Fig. 1 |. Chaperome connectivity from normal cellular states to conditions characterized by increasing stress.

Under normal cellular conditions, the chaperome acts as a flexible and versatile connector of cellular pathways. Such flexibility is enabled by dynamic interactions among the chaperome members and between the major chaperome machineries. In these conditions, each chaperome machinery executes its set of dedicated functions with the use of individual sets of chaperones and co-chaperones. Such flexibility also permits a rapid chaperome rewiring when cells are exposed to acute stress (for example, heat) and certain chronic stresses to enable cellular stability and functionality. Networks are context-dependent, and the formation, re-wiring or restructuring of connectivities all depend on the applied molecular stress. Cellular stress increases the connectivity between distinct chaperome machineries, with the goal of increasing their functional diversity and competence. Certain stresses, such as MYC hyperactivation during oncogenesis (see the main text), can lead to a state of chaperome hyperconnectivity, where cellular demand requires maximal chaperome participation.
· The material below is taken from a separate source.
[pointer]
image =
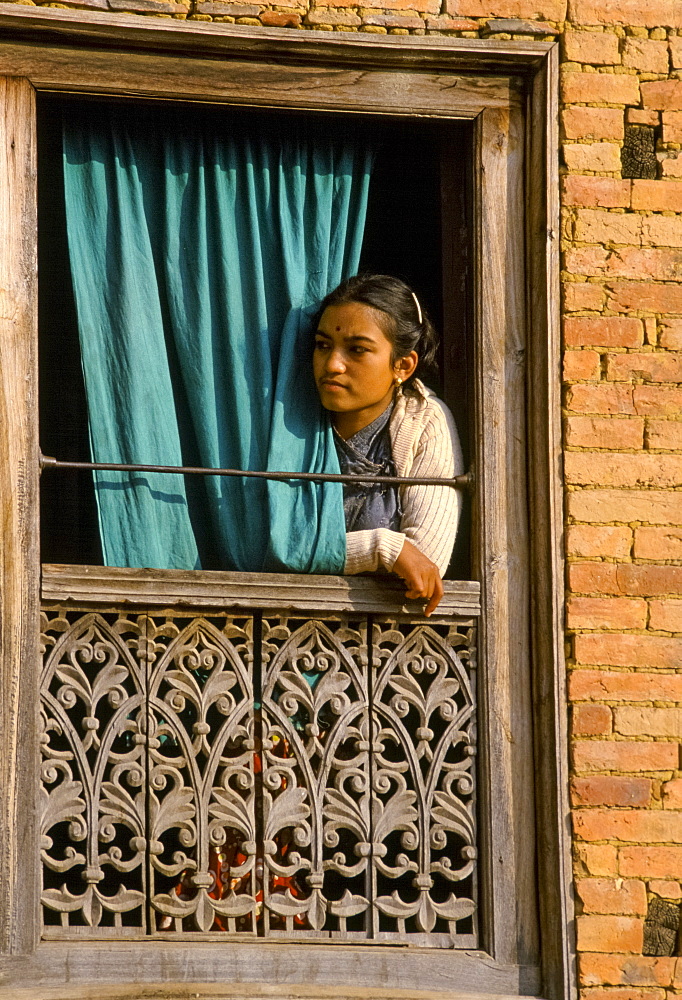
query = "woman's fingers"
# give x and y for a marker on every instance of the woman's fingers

Here, hyperconnectivity of the chaperome is executed by an increase in affinity between the chaperome machineries through their associated chaperones and co-chaperones. Thus, dynamic interactions between the chaperome members are characteristic of normal physiological conditions, but cellular stress alters the thermodynamics of such interactions, resulting in increased stability of chaperome complexes. Such a change also produces an altered functional interdependence among chaperome members. Most of the current data relates to the heat shock protein 90 (HSP90)-HSP70 chaperome, which we present as an example here, but the chaperome extends beyond these highly studied members. AHA1, activator of HSP90 ATPase 1; BAG1, BAG family molecular chaperone regulator 1; CD37L, HSP90 co-chaperone CDC37-ίike 1; CDC37, cell division cycle 37; FKBP5, FK-506-binding protein 5; HOP, HSP70-HSP90 organizing protein; NUDC, nuclear distribution protein C; PIHD1, PIH1 domain-containing protein 1; RPAP3, RNA polymerase Il-associated protein 3; sHSPs, small HSPs; TTC4, tetratricopeptide repeat domain 4.